El dramático acontecimiento del 10 de junio de 1971 se manejó por canales irregulares de información y de toma de decisiones. A decir verdad, para mí lo que pasó aquel día fue enteramente oscuro. Por supuesto, en los sucesos participaron –aunque de muy distintas maneras– el presidente Luis Echeverría; el regente de la Ciudad de México, Alfonso Martínez Domínguez, y el entonces coronel Manuel Díaz Escobar. Este último era el jefe del grupo Halcones, cuyos integrantes habían sido organizados y adiestrados (algunos incluso en Japón) con la autorización del presidente Díaz Ordaz, a propuesta del general Gutiérrez Oropeza, con el aparente objetivo de convertirlos en elementos de seguridad del Metro, que en ese tiempo empezaba a operar.

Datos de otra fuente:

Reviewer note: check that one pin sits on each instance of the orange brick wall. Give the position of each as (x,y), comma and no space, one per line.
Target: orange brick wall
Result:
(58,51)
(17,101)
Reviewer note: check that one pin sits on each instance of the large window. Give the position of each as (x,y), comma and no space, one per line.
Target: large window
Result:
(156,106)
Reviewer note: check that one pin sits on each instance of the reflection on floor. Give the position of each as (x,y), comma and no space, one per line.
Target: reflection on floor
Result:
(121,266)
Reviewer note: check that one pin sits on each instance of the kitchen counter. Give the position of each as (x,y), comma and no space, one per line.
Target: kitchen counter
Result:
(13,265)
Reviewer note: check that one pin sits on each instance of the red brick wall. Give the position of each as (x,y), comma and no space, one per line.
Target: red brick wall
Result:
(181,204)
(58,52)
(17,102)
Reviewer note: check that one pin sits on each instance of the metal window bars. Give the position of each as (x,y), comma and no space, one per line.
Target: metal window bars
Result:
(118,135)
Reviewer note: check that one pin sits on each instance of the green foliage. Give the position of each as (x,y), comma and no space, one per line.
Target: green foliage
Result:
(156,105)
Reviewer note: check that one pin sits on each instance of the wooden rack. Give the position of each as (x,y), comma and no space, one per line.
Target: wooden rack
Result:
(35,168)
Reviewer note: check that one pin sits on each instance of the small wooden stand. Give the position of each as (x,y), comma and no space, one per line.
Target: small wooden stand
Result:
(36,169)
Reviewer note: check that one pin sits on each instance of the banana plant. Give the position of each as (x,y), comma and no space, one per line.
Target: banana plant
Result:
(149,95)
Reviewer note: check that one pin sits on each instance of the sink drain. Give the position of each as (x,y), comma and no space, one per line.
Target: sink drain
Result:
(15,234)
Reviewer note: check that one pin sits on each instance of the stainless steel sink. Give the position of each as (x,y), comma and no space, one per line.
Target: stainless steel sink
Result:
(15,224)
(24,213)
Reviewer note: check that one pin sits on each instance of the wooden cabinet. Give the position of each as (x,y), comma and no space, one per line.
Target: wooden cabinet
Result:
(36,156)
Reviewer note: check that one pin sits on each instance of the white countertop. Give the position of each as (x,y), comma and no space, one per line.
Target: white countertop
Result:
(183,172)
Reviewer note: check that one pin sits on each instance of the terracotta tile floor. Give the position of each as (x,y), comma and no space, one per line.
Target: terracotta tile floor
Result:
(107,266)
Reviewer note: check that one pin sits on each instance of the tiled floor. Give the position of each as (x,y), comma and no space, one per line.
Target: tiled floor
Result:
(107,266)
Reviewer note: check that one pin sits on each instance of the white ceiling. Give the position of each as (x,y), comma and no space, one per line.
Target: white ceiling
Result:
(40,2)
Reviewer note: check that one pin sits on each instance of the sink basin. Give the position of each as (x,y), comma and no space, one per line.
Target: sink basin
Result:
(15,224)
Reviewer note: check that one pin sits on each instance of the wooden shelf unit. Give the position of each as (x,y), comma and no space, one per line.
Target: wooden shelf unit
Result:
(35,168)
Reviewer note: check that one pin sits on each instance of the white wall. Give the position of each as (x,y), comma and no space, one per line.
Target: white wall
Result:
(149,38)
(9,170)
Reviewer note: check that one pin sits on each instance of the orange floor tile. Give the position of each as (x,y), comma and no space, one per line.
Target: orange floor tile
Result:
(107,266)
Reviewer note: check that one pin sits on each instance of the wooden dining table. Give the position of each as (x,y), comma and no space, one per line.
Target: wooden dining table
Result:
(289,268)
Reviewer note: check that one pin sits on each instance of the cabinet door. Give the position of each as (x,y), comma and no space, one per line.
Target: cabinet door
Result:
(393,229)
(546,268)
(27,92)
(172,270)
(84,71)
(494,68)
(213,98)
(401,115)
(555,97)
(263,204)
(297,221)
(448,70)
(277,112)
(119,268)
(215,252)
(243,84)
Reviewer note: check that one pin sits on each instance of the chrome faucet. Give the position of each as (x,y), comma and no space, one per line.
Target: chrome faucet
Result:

La circunstancia inmediata que precedió al halconazo fue un reclamo de estudiantes de la Universidad Autónoma de Nuevo León, quienes exigían paridad de representación hacia profesores y alumnos en el proyecto de ley orgánica de esa institución. En tal contexto, estudiantes de la Ciudad de México salieron a las calles en su apoyo. Los actos se multiplicaron durante semanas hasta que los estudiantes del Instituto Politécnico Nacional convocaron a una marcha mayor desde el Casco de Santo Tomás hacia el Zócalo. Aunque era inofensiva, la movilización debió haberse disuadido desde antes. Aquellos eran tiempos de cero tolerancia, aunque esta expresión aún no se utilizaba. Los hechos ocurridos en las calles son de todos conocidos.
Alguna vez, en un viaje en autobús de Palacio Nacional a Los Pinos, escuché que el subsecretario Gutiérrez Barrios aseguró con firmeza: “No podemos dejar que nos tomen las calles”. Lenguaje nuevo para mí, extraño pero inquietante.
Aquel 10 de junio en el Estado Mayor todo estaba en calma. En la residencia oficial, el presidente Echeverría sostendría una reunión de trabajo con el titular de Recursos Hidráulicos, Leandro Rovirosa Wade, y con distintos funcionarios de esa secretaría. No tenía conocimiento de más actividades o de la presencia de alguna otra persona ajena en Los Pinos.
Poco después de la comida establecí contacto con el teniente coronel Enrique Salgado Cordero (compañero en el Colegio Militar y en la Escuela Superior de Guerra) en la policía capitalina y le pedí que me notificara sobre la movilización estudiantil que se había anunciado. Yo tenía varios informantes: la SDN y los míos propios. Es regla de la búsqueda de información acudir a más de un medio. Mis reportes servían para corroborar los que comunicaba el general Gutiérrez Santos, director de Policía y Tránsito del Distrito Federal.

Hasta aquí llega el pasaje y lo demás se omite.